A day of the tireds
I pretty much slept all day despite sleeping at least 7 hours through the night. I woke up at 5 after going to bed at nine. First time that has happened in a long time. I of course had to empty my bladder. I am still discouraged that I need to empty it every few hours. I have just taken my night meds so drank some fluids. I probably will empty my bladder again in a few hours and then hopefully sleep through the night again.
I had a meeting with my psychiatrist. He was helpful to vent to about the bladder stuff. He asked how it was going with the new antidepressant/pain med and I said there hasn’t been much change. I am supposed to increase the dose to 100 mg after six weeks. I will need to talk to neuro about that before I do it. We briefly talked about how therapy was going. I said it was going. No major changes or anything. I forgot to tell him I had some akathisia the other night. Oh well. If it happens again, I will tell him. It seems to happen more when I don’t get a good night of sleep for a few nights.
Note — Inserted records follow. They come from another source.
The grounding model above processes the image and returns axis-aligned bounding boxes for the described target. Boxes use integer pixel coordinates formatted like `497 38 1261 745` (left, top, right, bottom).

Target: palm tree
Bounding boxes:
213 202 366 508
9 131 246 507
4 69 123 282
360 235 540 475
I have decided to stop taking my uro meds for a few days. I want to see if there is a change in my bladder. Worse that can happen is that I won’t have the urge but I cath so it doesn’t really matter. I am not getting a clear answer from urology about this so I am just doing what I think is best for right now. I hate going to the bathroom every few hours or less. It is driving me crazy. I got a message from my uro who said she would have me see the NP as she is out of office at the moment. I have an appointment with the NP in two weeks as a follow up to the hysterectomy. The good news is that with me controlling what I drink and putting me on a schedule, I haven’t experienced as much pain as I was in yesterday. I have been cathing if I get the slightest discomfort even if that is an hour after I had cathed. I am still leaking discharge from the infection I have so am still wearing pads. I want to go back to my boxers so damn bad.
I wanted to go out today but I was just so damn tired despite sleeping a good night sleep. I still am kind of sleepy and can probably go back to sleep. I really need to rest.